True Biz” by Sara Nović

Review by Yvonne Selander, collection development librarian

The boarding school River Valley School for the Deaf is where our protagonists come together. Austin is multi-generation deaf and is the golden boy of the upper classes. While his father is hearing, his world is upended when his baby sister is born hearing. Charlie’s divorced parents reluctantly come to the agreement to send her to deaf school. Her mother is still reeling that the cochlear implant is hurting more than helping her daughter. February, the headmistress, is hearing but born of deaf parents. She is running the school and trying to keep her marriage and life together knowing that the school may close and her students will lose their refuge. 

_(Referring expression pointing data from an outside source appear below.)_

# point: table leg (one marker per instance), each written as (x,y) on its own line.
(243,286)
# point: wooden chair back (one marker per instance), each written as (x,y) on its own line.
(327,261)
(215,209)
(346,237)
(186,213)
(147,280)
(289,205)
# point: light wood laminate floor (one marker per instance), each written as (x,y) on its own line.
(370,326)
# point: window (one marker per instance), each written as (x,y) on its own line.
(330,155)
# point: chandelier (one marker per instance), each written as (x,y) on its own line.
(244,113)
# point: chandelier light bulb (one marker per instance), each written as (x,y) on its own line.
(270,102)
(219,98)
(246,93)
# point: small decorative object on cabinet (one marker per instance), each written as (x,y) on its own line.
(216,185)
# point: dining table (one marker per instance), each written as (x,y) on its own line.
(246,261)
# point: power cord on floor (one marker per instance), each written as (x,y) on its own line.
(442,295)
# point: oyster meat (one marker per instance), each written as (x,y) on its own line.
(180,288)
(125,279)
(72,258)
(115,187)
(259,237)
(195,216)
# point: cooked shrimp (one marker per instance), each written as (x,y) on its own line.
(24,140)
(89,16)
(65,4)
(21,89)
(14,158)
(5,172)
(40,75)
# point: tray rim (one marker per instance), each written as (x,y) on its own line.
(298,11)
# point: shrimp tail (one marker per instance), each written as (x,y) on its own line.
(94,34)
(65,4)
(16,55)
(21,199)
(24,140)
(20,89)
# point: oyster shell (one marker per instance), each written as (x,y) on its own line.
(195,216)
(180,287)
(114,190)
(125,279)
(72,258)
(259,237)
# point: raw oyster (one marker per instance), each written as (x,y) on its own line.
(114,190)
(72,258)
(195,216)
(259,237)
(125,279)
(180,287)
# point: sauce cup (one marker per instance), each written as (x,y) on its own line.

This book is a glimpse into the deaf community and the rich language and culture surrounding ASL and the various dialects. The paradigm shift of seeing deafness as a disability to instead a thriving culture/language was jarring for me who is hearing and hasn’t made many deaf acquaintances. There are some storylines unique to the deaf community and there are others that any community can relate to: falling in love, struggling to fit in and wanting to fight for what you care about. The characters are well-developed and make good and bad choices, and we’re with them every step of the way.

If you are an audiobook listener, or even if you aren’t, I highly encourage you to listen to this book. I was skeptical at first – how would they be able to show that a conversation was in sign language in an audio format? In the print these conversations are italicized. For the audio there is static and clicks as background noise to indicate a change to sign language. It is a mechanism that works much better than I expected and helped immerse me into the book just like an accent for speech in another language.